Here’s my ranch/buttermilk vinaigrette recipe:
Blend together
1 tbsp Dijon
1c buttermilk
2 garlic cloves, micro-planned if you have it
1 lemon’s worth of juice
Slowly drizzle in:
1c of grapeseed or other neutral oil
Decide how thick you want it:
1/4-1c of mayo
green herbs
s+p
Like beans, rice is cheap per pound and you can make a bunch of it once and then use it in a multitude of applications. When I was in college I worked at a country club and one day for shift meal the chef used leftover risotto to make cakes. I learned over time that risotto al salto wasn’t his idea, but goddamn I still think about those cakes. He has gone on to work for Wegmans and is pretty high up in the region — I ran into him recently. I suspect the run-in put this idea back in my head.
This was white rice. Korean style white rice, so pretty starchy. I had a good amount of grated queso fresco in the fridge, the aforementioned carrots, peas in the freezer, and fresh onions.
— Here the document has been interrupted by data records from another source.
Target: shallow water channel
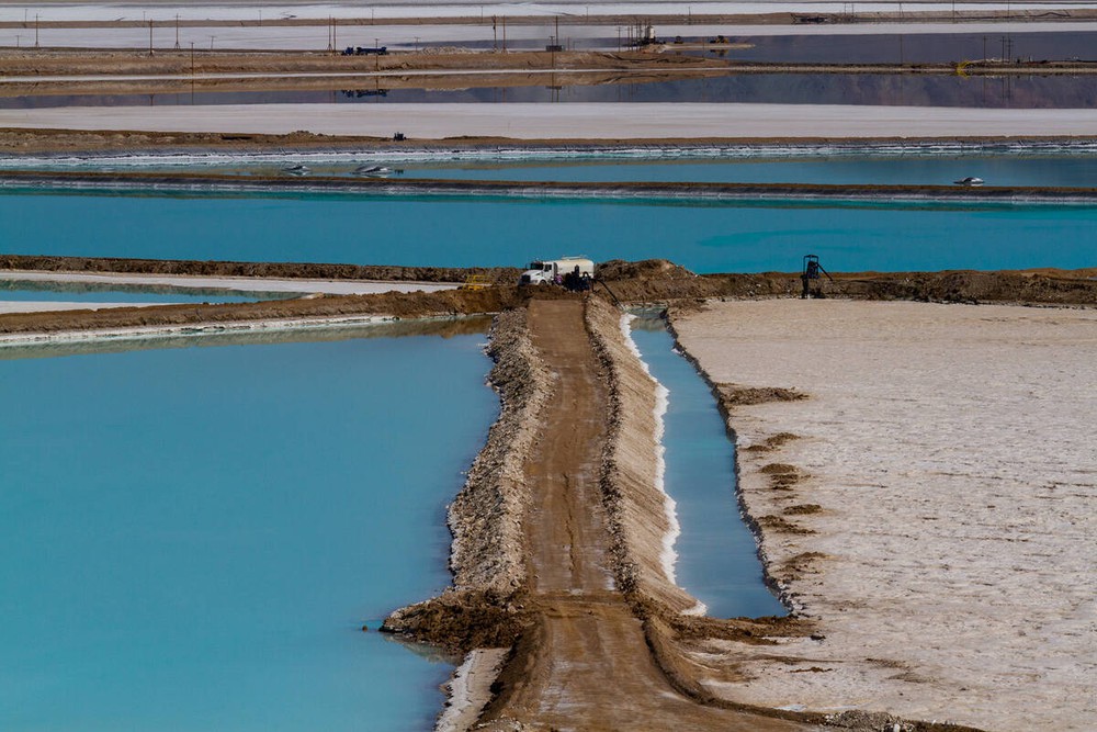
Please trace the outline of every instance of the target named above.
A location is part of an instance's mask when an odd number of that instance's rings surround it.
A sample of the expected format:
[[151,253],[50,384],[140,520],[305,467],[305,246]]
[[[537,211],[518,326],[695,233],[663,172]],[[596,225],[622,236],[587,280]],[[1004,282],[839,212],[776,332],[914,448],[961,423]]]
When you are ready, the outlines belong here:
[[652,375],[668,391],[663,444],[665,486],[677,503],[678,585],[719,618],[784,615],[766,587],[754,534],[736,498],[735,446],[708,384],[657,314],[632,320],[632,337]]
[[449,660],[360,628],[449,583],[467,330],[0,349],[0,729],[429,729]]

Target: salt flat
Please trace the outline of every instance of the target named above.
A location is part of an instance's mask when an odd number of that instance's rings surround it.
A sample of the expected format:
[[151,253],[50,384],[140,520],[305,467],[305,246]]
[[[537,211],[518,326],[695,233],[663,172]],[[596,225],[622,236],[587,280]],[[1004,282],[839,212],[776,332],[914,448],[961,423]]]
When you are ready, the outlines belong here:
[[714,690],[1094,729],[1097,311],[778,300],[676,326],[716,382],[810,395],[731,424],[748,511],[791,525],[765,530],[768,567],[824,638],[776,664],[713,649],[754,676]]
[[308,278],[200,277],[192,274],[108,274],[89,272],[43,272],[4,270],[0,282],[58,282],[70,284],[121,284],[128,286],[171,286],[196,290],[218,289],[241,292],[291,292],[331,295],[367,295],[380,292],[437,292],[452,290],[454,282],[400,282],[371,280],[315,280]]
[[0,110],[0,127],[326,135],[410,139],[861,138],[1075,136],[1097,110],[845,104],[264,104]]

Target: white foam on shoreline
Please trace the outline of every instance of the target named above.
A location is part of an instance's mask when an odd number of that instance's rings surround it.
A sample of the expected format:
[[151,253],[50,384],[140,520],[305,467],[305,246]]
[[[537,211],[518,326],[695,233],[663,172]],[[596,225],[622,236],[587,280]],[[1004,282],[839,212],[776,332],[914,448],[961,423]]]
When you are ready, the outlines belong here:
[[69,169],[69,168],[184,168],[199,166],[260,166],[287,162],[313,165],[358,165],[360,162],[528,162],[528,161],[593,161],[593,160],[712,160],[727,158],[795,159],[842,155],[850,157],[934,157],[934,156],[999,156],[1056,155],[1088,157],[1097,155],[1097,142],[932,142],[932,143],[826,143],[787,145],[700,145],[694,147],[640,145],[592,147],[498,147],[494,149],[429,148],[429,149],[361,149],[274,153],[154,153],[103,155],[0,156],[0,169]]
[[438,716],[438,721],[434,723],[434,732],[457,732],[457,720],[472,703],[468,674],[472,672],[475,660],[476,651],[472,651],[453,672],[450,680],[445,683],[445,692],[449,698],[445,701],[445,708],[442,709],[442,713]]
[[667,576],[667,579],[675,583],[676,564],[678,563],[678,552],[675,551],[675,543],[677,543],[678,537],[681,536],[681,523],[678,522],[678,504],[675,503],[675,499],[670,497],[669,493],[667,493],[667,449],[663,444],[663,435],[666,428],[665,417],[667,414],[667,407],[670,404],[670,392],[666,386],[659,383],[658,379],[652,375],[652,370],[647,367],[647,362],[640,353],[640,348],[636,346],[636,341],[632,338],[632,322],[635,319],[636,316],[632,313],[624,313],[621,315],[621,335],[624,336],[629,350],[632,351],[632,354],[636,357],[637,361],[640,361],[640,365],[644,369],[644,373],[646,373],[647,378],[655,384],[655,486],[659,489],[659,493],[663,494],[663,509],[666,513],[667,525],[669,526],[667,532],[663,534],[663,551],[659,552],[659,562],[663,565],[663,573]]

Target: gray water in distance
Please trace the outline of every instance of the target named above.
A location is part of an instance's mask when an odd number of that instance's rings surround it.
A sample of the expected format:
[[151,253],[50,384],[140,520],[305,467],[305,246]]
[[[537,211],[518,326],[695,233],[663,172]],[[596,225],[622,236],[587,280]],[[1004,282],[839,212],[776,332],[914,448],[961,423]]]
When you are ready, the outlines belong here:
[[[348,81],[346,83],[353,83]],[[0,109],[70,106],[189,106],[203,104],[408,104],[408,103],[748,103],[963,106],[980,109],[1092,109],[1097,77],[1053,74],[973,76],[951,74],[728,74],[669,81],[574,85],[544,76],[527,87],[459,90],[360,88],[320,91],[226,91],[168,94],[65,94],[0,98]],[[384,83],[383,81],[381,83]],[[627,113],[627,110],[622,110]]]
[[678,504],[678,585],[717,618],[783,616],[762,578],[754,534],[739,516],[735,446],[708,384],[674,350],[663,319],[638,317],[632,337],[667,391],[666,491]]
[[0,729],[430,728],[359,628],[449,583],[485,335],[347,335],[0,360]]

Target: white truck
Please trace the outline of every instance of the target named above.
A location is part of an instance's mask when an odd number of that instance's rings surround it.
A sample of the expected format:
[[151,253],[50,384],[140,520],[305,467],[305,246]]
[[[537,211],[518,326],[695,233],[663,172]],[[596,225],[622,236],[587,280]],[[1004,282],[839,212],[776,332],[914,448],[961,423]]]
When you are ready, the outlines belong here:
[[520,284],[563,284],[564,275],[579,270],[579,277],[590,280],[595,277],[595,262],[586,257],[561,257],[530,262],[522,272]]

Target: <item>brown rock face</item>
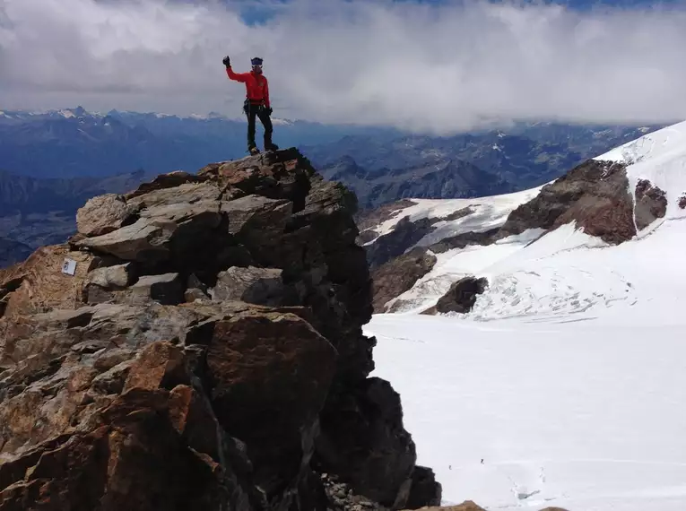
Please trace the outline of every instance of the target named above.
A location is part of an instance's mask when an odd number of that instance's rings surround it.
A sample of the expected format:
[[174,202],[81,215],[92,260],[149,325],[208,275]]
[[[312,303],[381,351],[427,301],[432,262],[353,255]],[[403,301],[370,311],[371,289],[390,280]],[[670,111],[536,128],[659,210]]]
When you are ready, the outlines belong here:
[[621,243],[636,235],[633,199],[628,189],[624,164],[589,160],[513,211],[499,237],[528,229],[553,230],[576,221],[577,228],[591,236]]
[[135,212],[126,200],[116,194],[93,197],[76,213],[76,228],[85,236],[117,230]]
[[643,230],[667,212],[666,194],[647,179],[639,179],[636,185],[636,227]]
[[386,304],[410,290],[436,264],[436,256],[426,248],[412,248],[392,259],[372,273],[374,281],[374,312],[386,311]]
[[465,277],[455,282],[447,292],[443,295],[438,303],[422,314],[437,314],[447,312],[459,312],[465,314],[472,310],[476,302],[477,295],[482,294],[488,288],[489,281],[484,279]]
[[431,507],[425,507],[424,511],[486,511],[483,507],[477,506],[472,500],[465,500],[457,506]]
[[325,472],[435,500],[368,377],[354,211],[280,151],[93,200],[69,245],[0,271],[0,509],[324,511]]

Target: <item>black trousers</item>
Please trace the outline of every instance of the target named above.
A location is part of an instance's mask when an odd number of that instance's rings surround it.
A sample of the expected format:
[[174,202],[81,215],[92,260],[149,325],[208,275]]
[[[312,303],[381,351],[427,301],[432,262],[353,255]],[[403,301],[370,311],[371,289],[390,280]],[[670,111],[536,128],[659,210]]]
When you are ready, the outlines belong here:
[[247,149],[256,147],[255,143],[255,118],[259,117],[262,126],[265,126],[265,150],[267,151],[272,147],[272,133],[274,127],[272,126],[272,118],[266,112],[266,108],[262,105],[253,105],[248,101],[246,101],[243,106],[243,111],[247,116]]

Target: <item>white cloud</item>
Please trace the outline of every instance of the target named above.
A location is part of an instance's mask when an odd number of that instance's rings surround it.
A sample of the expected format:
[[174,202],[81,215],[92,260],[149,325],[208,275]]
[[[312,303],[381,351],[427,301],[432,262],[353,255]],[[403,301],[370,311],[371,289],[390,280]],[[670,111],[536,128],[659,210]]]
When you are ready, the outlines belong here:
[[[245,5],[245,2],[241,3]],[[0,105],[238,115],[265,58],[275,114],[447,134],[491,119],[686,118],[686,9],[387,1],[0,0]]]

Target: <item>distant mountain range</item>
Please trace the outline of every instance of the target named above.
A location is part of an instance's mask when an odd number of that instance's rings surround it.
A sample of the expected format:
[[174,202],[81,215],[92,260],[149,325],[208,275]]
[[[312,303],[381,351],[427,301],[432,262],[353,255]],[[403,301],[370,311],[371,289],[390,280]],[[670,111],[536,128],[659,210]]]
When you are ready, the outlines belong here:
[[346,136],[301,150],[325,177],[350,186],[365,208],[404,198],[459,198],[547,183],[662,126],[517,124],[450,137]]
[[[379,140],[400,135],[386,128],[274,122],[274,142],[282,147],[332,143],[351,134]],[[141,169],[152,174],[194,172],[208,161],[246,156],[246,148],[245,121],[214,113],[186,117],[117,110],[101,114],[82,107],[0,111],[0,168],[34,178],[101,178]]]

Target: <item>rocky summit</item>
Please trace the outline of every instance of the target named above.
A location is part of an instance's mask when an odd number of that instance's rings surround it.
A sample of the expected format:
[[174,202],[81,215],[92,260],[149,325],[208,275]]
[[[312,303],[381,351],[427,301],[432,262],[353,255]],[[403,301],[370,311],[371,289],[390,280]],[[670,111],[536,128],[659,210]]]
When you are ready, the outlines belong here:
[[355,211],[290,149],[91,199],[0,270],[0,510],[439,505],[369,377]]

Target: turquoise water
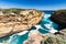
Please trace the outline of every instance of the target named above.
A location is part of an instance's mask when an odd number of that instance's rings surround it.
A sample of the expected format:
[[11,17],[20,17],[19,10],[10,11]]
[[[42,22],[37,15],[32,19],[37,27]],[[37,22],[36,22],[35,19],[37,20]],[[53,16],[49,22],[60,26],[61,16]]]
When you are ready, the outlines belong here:
[[[48,33],[48,29],[45,28],[44,24],[51,24],[51,12],[45,12],[45,15],[44,18],[42,19],[42,21],[38,23],[38,25],[41,25],[42,28],[38,29],[38,31],[42,33],[42,34],[45,34],[45,33]],[[55,30],[57,30],[58,28],[58,24],[52,22],[51,24]],[[35,30],[36,28],[33,26],[30,31],[32,30]],[[46,31],[47,30],[47,31]],[[11,36],[11,37],[10,37]],[[29,37],[29,32],[23,34],[23,35],[18,35],[18,34],[13,34],[13,35],[9,35],[9,36],[6,36],[6,37],[2,37],[0,38],[0,43],[2,44],[3,41],[8,41],[10,42],[10,44],[23,44],[23,42]],[[10,40],[10,41],[9,41]]]

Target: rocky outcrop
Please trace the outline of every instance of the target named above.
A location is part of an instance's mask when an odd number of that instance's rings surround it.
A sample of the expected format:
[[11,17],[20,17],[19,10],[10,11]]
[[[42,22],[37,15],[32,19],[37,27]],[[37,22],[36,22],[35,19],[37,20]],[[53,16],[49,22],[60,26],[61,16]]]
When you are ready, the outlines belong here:
[[29,38],[23,44],[41,44],[41,41],[43,40],[42,35],[38,31],[33,30],[29,34]]
[[[46,37],[46,38],[45,38]],[[66,44],[66,35],[62,34],[46,34],[44,35],[41,44]]]
[[53,12],[51,20],[59,25],[66,26],[66,10],[58,10]]
[[25,31],[37,24],[43,13],[37,10],[1,10],[3,15],[0,15],[0,37]]

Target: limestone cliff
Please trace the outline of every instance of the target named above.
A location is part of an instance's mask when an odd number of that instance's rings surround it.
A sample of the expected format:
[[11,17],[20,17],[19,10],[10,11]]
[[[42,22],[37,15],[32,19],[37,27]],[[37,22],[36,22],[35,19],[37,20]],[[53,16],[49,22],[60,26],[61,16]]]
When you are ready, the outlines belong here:
[[25,31],[37,24],[44,14],[34,9],[1,9],[0,37]]

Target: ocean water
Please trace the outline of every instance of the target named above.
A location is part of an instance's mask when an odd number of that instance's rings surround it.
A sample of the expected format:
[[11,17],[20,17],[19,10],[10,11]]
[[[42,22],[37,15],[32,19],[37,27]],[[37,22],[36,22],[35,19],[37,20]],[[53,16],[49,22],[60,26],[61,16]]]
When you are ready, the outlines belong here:
[[2,44],[2,42],[6,41],[10,42],[10,44],[23,44],[23,42],[29,37],[30,31],[32,30],[37,30],[42,34],[57,32],[58,31],[57,28],[59,25],[51,21],[50,19],[51,13],[52,11],[45,12],[45,15],[42,19],[42,21],[37,25],[31,28],[31,30],[0,38],[0,44]]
Putting it together was pretty simple. Cold rice in a bowl, cheese, sauteed veg (carrots, peas, onions), pecorino, salt and pepper. From there, it was just a matter of portioning them out into cakes, frying them, and serving them on a bed of tomato sauce. I admit, as a house we have bought into the superiority of Rao’s tomato sauce. Yes, it is more expensive than most tomato sauces, but it is available at Aldi’s. Also, it really is a good tomato sauce and since we are in the between times of mass tomato harvests and me having used up all my freezer sauce, it’ll do just fine.
That’s it. That’s my report on some summer cooking. Thanks for reading.

Thank you!
Gosh, I gotta get into my bean share! I have some Rancho Gordo beans I got as a gift for bean chat. Need to track you two down!